India's cotton export in 2012-13 is expected to fall to seven million bales (a bale is 170 kg) compared with 12.8 million bales last year, following a sharp fall in Chinese demand, a cotton exporter said Tuesday.
According to the Cotton Advisory Board (CAB), headed by the textile commissioner, China's total imports are projected to fall to 2.5 million tonnes this year, half of last year's. Around 65 per cent of India's cotton export goes to China.
"China's imports will be lower as their crop is good; they also have huge stocks," said A B Joshi, India's textile commissioner. India's cotton prices are higher compared to global ones.
"Although China is expected to reduce import of cotton from India, they may start importing cotton yarn," said Umang Kapasi, joint managing director of the Coimbatore-based Shri Vardhaman Cotton Corporation, which is also an indenting agent.
CAB has estimated this year's (the cotton year starts in October and ends in September) total cotton production at 33.4 million bales compared to 35.3 million last year. The 2012-13 production would be lower due to scanty rainfall in major growing areas of India's western state Gujarat.
However, output in India's southern state of Andhra Pradesh is expected at 7.2 million bales compared to 5.6 million last year, compensating for the loss in Gujarat.Consumption of cotton by mills and non-mill consumption is expected to be higher this year compared to last year (see table).
"Mill consumption is higher this year due to rise in productivity of smaller mills, which are in a financially better situation compared to last year. Also, the order inflow is much better this year," said D K Nair, secretary general of the Confederation of Indian Textile Industry.
Last year, many mills had financial issues, which led to their taking less of orders.
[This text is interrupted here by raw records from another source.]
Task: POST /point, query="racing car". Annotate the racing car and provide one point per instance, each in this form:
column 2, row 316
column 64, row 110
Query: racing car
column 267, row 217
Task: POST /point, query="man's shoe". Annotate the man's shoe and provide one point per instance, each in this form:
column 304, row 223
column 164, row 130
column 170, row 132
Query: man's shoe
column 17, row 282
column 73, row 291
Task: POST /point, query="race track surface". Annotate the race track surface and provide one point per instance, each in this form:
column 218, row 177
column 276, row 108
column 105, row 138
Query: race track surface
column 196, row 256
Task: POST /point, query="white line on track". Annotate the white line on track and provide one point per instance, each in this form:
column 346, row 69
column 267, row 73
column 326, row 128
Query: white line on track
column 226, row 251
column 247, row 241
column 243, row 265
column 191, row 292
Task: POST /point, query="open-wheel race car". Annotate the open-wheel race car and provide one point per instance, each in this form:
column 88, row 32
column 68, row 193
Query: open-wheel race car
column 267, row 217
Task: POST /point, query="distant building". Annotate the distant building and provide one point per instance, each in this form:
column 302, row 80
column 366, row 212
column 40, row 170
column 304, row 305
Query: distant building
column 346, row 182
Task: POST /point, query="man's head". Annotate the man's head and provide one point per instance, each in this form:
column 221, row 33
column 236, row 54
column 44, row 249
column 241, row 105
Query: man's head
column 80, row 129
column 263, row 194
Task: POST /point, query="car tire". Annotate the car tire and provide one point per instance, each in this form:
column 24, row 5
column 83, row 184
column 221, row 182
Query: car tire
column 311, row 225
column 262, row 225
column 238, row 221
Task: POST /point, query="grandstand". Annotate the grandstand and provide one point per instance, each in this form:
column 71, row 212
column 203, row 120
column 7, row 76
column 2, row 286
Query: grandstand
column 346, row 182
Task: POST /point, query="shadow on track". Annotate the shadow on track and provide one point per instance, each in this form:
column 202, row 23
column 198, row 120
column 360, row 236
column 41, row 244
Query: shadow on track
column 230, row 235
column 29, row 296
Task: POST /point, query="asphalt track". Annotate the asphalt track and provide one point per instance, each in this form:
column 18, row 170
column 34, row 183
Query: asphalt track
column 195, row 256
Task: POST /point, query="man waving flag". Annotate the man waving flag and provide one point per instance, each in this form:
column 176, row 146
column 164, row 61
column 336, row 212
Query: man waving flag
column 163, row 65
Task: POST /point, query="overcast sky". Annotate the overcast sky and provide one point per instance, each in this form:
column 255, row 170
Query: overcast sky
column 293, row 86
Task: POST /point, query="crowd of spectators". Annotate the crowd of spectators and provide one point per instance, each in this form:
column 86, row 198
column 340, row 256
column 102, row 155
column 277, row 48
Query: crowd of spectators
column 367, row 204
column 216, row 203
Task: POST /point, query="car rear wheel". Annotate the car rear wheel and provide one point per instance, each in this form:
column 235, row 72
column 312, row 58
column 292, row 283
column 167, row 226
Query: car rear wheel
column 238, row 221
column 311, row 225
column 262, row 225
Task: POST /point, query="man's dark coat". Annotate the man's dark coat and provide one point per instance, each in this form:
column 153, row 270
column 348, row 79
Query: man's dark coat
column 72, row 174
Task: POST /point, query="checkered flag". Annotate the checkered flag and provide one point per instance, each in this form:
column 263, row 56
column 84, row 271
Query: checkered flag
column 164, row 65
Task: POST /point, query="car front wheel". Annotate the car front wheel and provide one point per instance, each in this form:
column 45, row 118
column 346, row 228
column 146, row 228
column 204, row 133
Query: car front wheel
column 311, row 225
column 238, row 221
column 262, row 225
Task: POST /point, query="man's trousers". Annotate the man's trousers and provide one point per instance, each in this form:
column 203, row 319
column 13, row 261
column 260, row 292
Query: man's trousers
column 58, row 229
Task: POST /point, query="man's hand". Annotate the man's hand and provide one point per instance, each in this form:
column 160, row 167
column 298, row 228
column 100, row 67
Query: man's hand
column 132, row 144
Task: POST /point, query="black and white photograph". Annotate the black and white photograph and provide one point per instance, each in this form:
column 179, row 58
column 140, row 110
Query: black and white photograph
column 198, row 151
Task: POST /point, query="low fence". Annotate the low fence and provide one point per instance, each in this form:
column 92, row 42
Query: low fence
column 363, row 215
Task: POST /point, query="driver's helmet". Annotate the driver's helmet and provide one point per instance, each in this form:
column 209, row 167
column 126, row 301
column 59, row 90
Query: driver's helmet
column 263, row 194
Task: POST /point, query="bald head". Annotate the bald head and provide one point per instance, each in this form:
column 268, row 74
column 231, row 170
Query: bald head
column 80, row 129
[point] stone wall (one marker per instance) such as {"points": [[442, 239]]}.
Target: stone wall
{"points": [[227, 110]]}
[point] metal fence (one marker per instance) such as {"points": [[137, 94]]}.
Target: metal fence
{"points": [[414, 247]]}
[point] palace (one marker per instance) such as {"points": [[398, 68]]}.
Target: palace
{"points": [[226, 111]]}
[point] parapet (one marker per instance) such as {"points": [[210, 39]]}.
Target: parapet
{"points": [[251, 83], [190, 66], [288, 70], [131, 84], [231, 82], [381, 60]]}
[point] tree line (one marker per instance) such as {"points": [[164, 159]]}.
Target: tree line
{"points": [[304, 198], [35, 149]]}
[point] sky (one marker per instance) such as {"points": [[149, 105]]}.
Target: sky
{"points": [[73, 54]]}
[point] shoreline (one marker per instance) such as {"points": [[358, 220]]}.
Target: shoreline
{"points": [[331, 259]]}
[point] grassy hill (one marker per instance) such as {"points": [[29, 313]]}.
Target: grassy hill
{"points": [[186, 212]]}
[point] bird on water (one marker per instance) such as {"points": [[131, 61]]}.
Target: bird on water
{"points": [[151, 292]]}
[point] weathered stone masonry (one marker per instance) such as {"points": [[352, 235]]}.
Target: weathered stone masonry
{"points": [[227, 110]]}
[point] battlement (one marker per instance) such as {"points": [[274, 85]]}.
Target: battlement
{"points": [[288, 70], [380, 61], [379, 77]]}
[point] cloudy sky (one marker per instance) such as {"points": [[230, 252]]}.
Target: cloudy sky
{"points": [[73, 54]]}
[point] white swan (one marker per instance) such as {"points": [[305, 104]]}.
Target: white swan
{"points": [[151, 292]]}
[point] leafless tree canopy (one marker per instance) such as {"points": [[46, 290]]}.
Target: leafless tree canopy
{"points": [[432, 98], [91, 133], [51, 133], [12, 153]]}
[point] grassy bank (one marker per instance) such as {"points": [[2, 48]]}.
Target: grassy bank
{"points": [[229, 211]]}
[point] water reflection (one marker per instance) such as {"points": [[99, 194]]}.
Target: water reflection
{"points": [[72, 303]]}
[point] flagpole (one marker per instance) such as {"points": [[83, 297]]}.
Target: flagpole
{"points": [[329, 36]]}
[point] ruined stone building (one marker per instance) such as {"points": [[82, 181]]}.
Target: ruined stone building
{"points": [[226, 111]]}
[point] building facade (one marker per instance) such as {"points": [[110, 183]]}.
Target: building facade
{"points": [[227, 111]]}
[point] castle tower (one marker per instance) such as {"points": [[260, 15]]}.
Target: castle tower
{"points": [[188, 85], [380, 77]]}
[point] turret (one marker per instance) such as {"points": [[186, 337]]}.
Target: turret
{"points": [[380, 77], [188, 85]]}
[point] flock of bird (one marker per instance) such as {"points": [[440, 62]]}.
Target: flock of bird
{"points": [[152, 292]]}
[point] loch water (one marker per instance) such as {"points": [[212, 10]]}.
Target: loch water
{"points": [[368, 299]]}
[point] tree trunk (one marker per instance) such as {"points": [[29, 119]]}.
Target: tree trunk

Internationally, too, mill consumption is put higher. According to the estimates by International Cotton Advisory Committee (ICAC), "outside of China, mill use is expected to increase by five per cent, to 14.9 million tonnes (mt). Taking into account reduced shipments to China, cotton production is forecast down by six per cent to 18.6 mt, while stocks in the rest of the world are expected to grow by 16 per cent to nine mt in 2012-13."
According to ICAC, with this projected fall in Chinese imports, the price outlook in the rest of the world is conducive to lower international prices in 2012-13.